Проклятая энергия в человеке чувствовалась отчётливо. Только не как целый узел. Не как дух, усевшийся в теле до конца. Скорее как мелкая дрянь, въевшаяся глубоко, слишком тесно, слишком тонко. Как заноза, которую не видно, но палец всё равно знает, что она внутри. Это сидело в нём живо, зло и чуждо — но слишком слабо для всей твари целиком.
— Господин… — голос матери сорвался прежде, чем я успел поднять голову. — Господин, помогите ему. Он уже пятый день так. Он почти не ест, только воду, и то не всегда. Ночью опять хотел уйти, к утру хуже стал, я…
Она поднялась слишком резко, будто одним движением пыталась сократить все эти пять дней сразу. Лицо у неё было серым от усталости, глаза — уже не просто в страхе, а в том тупом изматывающем состоянии, когда человек готов хвататься за любую руку рядом, лишь бы она не оказалась пустой.
— Отойдите немного, — сказал я.
Она не отступила.
— Вы ведь маг, вы же видите, что с ним. Сделайте что-нибудь. Хоть что-нибудь, господин, я прошу вас…
— Отойдите, — повторил я уже жёстче. — И не трогайте его сейчас.
Это подействовало не сразу. Сначала она только моргнула, будто не поняла самих слов. Потом девочка у стены поднялась и осторожно потянула мать за рукав назад. Не сильно. Просто вовремя. Женщина отступила на полшага, и этого хватило.
— Когда началось? — спросил я, не отрывая взгляда от больного.
Мать открыла рот первой, но опять сбилась бы на просьбы. Ответила девочка.
— В тот день, — сказала она быстро. — В тот же день. Утром он ещё был нормальный. После дерева вернулся, ел, разговаривал. К вечеру уже сказал, что голова болит. Ночью его ломать стало. Потом жар.

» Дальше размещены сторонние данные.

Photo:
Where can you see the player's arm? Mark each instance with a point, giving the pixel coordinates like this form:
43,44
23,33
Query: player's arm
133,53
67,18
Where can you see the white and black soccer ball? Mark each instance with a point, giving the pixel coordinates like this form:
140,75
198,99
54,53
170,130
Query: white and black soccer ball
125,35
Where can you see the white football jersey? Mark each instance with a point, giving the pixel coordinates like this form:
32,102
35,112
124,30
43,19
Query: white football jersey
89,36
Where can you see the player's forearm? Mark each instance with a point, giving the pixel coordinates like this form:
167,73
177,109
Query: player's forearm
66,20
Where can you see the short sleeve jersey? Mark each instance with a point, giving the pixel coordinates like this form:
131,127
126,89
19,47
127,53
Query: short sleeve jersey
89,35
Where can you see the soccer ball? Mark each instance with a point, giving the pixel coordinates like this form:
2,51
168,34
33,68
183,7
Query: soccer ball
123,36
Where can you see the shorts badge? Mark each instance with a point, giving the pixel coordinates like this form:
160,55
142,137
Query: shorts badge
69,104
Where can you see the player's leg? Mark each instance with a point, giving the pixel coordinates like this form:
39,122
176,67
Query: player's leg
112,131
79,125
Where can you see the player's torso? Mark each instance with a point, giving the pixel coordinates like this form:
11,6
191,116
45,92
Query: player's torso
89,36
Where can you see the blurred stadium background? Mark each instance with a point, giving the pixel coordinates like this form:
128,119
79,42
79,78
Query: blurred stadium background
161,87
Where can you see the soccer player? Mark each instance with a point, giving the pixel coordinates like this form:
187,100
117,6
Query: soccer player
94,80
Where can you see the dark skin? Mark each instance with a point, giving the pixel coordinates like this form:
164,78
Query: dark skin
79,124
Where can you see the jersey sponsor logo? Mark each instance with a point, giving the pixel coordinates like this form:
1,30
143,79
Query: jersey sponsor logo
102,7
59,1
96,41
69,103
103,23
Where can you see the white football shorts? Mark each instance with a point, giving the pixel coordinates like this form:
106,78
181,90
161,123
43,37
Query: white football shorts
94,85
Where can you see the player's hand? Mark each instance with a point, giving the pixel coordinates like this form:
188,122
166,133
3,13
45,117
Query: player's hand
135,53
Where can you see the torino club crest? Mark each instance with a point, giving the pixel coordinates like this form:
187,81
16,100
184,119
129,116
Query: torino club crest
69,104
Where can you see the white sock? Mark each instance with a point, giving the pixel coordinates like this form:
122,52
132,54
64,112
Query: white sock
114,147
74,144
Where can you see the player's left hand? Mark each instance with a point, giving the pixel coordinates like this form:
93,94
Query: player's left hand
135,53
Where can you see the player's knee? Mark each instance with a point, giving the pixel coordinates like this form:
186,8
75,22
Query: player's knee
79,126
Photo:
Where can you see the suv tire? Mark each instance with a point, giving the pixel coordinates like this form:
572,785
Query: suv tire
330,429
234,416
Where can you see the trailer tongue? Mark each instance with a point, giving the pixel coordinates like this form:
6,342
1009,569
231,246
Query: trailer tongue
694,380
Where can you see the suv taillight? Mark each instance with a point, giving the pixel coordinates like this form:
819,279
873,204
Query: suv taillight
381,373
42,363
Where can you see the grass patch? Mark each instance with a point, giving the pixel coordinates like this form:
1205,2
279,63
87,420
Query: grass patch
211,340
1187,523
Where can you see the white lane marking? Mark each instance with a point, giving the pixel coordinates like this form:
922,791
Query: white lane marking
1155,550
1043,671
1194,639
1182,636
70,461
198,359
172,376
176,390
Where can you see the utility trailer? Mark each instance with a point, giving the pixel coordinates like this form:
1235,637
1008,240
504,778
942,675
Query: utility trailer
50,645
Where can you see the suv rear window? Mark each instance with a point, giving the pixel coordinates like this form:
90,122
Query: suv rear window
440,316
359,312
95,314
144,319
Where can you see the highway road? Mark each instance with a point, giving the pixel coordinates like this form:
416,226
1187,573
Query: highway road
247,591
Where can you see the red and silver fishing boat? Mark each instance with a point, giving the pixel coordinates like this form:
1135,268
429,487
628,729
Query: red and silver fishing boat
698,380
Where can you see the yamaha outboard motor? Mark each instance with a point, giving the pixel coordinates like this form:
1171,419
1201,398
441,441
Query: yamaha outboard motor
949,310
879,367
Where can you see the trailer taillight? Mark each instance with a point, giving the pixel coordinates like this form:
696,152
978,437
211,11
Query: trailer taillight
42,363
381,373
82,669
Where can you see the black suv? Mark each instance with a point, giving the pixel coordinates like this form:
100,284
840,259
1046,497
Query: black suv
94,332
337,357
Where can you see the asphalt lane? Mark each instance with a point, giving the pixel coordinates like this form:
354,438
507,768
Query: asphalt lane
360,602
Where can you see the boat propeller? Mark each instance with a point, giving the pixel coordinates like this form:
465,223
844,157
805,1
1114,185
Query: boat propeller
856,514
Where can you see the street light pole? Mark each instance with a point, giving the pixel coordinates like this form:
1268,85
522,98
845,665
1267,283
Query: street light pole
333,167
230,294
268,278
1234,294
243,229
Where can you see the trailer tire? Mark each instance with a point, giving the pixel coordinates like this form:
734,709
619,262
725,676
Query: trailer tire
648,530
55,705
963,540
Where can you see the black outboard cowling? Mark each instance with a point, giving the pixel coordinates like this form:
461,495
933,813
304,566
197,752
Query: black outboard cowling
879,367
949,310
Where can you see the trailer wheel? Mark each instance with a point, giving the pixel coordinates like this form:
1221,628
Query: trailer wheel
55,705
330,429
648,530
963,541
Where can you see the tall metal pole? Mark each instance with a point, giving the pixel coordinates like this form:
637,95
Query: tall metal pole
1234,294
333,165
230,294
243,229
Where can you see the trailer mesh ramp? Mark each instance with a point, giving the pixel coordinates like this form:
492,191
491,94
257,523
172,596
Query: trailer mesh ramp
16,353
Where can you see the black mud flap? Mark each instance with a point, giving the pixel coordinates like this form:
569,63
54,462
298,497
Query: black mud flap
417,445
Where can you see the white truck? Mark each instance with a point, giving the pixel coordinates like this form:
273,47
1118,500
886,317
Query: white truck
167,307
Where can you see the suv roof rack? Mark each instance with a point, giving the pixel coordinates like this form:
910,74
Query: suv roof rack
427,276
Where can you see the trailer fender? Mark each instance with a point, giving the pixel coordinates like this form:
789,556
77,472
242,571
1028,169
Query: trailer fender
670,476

К ней я повернулся не сразу.
— После какого дерева?
Она сглотнула.
— У того дома. На краю. У старой межи. Он сказал, что хороший ствол, зря стоит. Мать ругалась. И другие тоже говорили не ходить.
Мать дёрнулась, будто хотела оборвать её, но не успела.
— Почему не ходить? — спросил я.
Девочка опустила взгляд на мгновение, потом всё же сказала:
— Туда и раньше не любили лезть.
Вот и всё. Без сказок, без длинных объяснений. Просто та деревенская осторожность, которая держится годами, пока кто-нибудь не решит, что с ним-то точно ничего не случится.
Больной снова зашевелил губами. Бред тянулся тем же неровным потоком, без смысла, без связных слов. Я вслушиваться не стал. Сейчас важнее было не то, что он говорит, а то, как в нём сидит эта дрянь.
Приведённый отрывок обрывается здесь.